CUDA Kernel self-suspension ? Can a CUDA Kernel conditionally suspend its execution ?

Thanks for taking the time to explain this in more detail, I see your point, it is cumbersome to always include the arrive in the sync. I think that you could probably avoid the problem of requiring all consumers to wait for all other consumers by using multiple barriers, one for each consumer, but it is much more complex (and probably slower) than it needs to be.

However, implementing signaling mechanisms like this in hardware is actually very hard, and there are a few subtle issues that make what you are asking for difficult to fix. Specifically, there is the problem of deciding when to reset the barrier.

Let’s say that I want one producer to signal multiple consumers. The consumers wait on a barrier, and the producer eventually signals the barrier to release the consumers. This is fine, but what about the case where the producer arrives first? Should 1) only the consumers that have already arrived wait? Or 2) should the barrier remember the signal until a certain number of consumers have blocked?

I think that the first case requires programmers to either ensure that this never happens (which means ensuring that all consumers wait for the producer), or issue the signal multiple times until all consumers have finished, which seems even more complex than the current implementation. The second case is what the current implementation of bar.sync/bar.arrive tries to enable.

Convincing someone to change this would probably require a solution to this problem that is relatively easy to implement in hardware. The best solution that I can come up with is separating the arrival count into blocking and non-blocking sets (so consumers wait until the blocking set is incremented and the barrier is reset when the non-blocking set is incremented), but this seems complicated and unwieldy as it would require even more new instructions. If you or anyone else has a better solution, I think that people who could actually change this would be willing to listen.

Also, I think that another reason for having a thread count in bar.sync was to allow some threads to be neither producers nor consumers, whether or not this is useful is debatable.

Sorry to intervene, but my one of my pet projects, cuqu, does just this.

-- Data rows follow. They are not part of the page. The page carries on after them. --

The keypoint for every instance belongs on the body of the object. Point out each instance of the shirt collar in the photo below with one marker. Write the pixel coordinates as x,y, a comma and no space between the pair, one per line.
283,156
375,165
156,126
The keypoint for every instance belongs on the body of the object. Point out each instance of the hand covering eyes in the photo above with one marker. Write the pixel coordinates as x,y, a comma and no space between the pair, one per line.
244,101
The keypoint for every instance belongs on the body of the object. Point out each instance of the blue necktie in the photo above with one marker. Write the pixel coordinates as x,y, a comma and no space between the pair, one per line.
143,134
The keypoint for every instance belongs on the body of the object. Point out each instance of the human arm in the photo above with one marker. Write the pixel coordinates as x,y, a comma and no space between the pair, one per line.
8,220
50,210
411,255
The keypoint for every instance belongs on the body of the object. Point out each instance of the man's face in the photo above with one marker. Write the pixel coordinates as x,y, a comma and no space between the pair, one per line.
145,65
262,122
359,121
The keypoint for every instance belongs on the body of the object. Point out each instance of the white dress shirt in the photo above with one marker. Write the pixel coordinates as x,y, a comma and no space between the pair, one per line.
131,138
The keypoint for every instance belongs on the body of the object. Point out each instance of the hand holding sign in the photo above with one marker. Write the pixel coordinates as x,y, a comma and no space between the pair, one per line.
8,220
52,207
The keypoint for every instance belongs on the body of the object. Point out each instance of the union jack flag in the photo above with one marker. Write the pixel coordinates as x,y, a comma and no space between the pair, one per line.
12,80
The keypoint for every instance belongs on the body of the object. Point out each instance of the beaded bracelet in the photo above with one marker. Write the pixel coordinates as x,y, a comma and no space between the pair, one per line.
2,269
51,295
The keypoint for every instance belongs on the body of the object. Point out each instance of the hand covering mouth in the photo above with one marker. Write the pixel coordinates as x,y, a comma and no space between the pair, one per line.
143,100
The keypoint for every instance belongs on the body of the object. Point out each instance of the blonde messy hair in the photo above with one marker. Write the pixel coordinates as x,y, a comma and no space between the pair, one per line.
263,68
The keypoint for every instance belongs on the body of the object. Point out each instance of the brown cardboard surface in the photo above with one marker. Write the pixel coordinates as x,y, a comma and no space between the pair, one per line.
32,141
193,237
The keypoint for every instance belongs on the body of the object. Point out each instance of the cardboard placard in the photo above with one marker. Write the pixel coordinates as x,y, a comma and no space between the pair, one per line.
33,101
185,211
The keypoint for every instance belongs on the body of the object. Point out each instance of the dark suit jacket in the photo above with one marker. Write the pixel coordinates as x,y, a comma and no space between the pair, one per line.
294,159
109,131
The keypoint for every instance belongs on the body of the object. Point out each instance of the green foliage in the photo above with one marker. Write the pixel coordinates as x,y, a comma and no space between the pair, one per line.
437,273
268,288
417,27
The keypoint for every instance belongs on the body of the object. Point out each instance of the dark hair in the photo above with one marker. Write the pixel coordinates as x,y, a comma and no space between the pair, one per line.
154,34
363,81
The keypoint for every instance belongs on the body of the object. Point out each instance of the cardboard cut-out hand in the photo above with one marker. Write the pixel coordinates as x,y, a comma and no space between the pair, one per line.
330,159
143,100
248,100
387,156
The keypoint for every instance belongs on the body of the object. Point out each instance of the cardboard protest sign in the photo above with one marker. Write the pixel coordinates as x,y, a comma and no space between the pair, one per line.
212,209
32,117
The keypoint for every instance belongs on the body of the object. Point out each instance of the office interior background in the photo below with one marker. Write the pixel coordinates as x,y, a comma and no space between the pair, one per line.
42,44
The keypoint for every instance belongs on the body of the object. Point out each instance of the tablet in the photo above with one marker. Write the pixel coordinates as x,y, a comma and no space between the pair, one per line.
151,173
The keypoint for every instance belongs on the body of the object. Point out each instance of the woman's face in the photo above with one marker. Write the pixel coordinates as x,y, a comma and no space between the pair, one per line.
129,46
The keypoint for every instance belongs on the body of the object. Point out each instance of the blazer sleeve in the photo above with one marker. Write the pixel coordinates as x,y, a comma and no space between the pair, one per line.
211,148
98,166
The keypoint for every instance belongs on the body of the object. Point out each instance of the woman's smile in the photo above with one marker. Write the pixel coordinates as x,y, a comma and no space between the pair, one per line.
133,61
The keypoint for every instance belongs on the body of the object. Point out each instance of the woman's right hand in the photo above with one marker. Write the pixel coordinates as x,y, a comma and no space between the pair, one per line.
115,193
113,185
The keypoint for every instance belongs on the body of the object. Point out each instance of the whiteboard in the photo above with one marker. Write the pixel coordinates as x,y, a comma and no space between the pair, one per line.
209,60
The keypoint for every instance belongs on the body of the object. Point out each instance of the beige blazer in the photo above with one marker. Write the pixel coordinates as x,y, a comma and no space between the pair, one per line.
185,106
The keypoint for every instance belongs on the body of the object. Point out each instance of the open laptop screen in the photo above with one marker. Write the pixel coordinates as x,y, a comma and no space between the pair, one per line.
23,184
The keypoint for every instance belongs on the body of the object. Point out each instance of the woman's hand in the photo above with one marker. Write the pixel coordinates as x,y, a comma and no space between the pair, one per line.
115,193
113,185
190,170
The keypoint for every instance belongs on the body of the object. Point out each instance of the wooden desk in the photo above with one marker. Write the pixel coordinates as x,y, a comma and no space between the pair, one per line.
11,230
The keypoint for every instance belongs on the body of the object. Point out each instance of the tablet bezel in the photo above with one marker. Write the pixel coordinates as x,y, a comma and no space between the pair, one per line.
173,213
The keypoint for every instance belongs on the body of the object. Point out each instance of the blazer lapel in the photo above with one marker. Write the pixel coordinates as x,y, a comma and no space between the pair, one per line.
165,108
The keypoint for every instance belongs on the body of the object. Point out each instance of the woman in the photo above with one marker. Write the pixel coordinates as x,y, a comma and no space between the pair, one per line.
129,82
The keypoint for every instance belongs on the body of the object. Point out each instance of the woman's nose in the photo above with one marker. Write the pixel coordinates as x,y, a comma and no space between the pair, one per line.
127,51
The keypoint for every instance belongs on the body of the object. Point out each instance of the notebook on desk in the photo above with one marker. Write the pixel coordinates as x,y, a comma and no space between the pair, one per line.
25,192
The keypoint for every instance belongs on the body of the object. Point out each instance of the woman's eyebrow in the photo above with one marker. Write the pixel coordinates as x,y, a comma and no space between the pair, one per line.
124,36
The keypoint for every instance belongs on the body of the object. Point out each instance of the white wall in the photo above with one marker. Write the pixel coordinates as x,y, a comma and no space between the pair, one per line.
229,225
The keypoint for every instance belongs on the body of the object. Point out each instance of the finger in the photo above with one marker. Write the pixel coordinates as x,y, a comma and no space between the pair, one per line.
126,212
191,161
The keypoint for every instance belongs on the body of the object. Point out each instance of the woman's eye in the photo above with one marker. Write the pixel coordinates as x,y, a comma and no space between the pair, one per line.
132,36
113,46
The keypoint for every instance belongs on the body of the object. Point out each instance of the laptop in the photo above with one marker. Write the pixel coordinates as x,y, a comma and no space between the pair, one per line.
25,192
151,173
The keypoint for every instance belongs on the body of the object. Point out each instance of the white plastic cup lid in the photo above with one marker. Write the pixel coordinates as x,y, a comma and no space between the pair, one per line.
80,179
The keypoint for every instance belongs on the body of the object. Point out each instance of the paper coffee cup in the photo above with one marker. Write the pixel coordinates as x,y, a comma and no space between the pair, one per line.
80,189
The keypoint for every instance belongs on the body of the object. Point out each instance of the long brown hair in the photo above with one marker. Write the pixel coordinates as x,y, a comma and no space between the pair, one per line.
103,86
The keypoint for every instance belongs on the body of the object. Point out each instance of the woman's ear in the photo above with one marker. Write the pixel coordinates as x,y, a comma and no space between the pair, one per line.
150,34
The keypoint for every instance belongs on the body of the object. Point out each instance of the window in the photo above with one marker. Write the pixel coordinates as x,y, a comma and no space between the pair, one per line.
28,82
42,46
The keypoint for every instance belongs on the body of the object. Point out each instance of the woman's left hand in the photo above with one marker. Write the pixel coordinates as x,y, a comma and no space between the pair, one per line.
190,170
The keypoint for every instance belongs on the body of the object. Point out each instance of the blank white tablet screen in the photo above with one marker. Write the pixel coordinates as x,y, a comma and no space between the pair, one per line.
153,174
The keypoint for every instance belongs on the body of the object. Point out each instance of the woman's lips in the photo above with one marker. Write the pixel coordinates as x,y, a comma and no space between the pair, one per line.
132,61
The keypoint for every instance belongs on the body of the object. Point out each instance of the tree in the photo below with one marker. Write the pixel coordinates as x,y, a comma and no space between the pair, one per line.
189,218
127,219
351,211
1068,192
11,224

It provides a templated CUDA queue, where host and device can exchange ‘data structures’. Basically a user-friendly wrapper around a chunk of pinned-memory.

davide

I remember tmurray saying “Dont attempt such things… Bad things lie down that path…” when somebody was trying to implement CPU-GPU memory sharing … Check this URL - http://forums.nvidia.com/index.php?showtopic=190368

But that has not stopped people from experimenting with it…I have seen at least 1 GTC Poster co-authored by NVIDIA employee on this…
But tim never replied when I brought this to notice…

So, Whatever you are trying – Just keep this in mind… If a failure looks odd, You may want to re-think about your foundation.

Thanks for the link, I’ve been rolling my own versions of this, but it would be nice to have a library…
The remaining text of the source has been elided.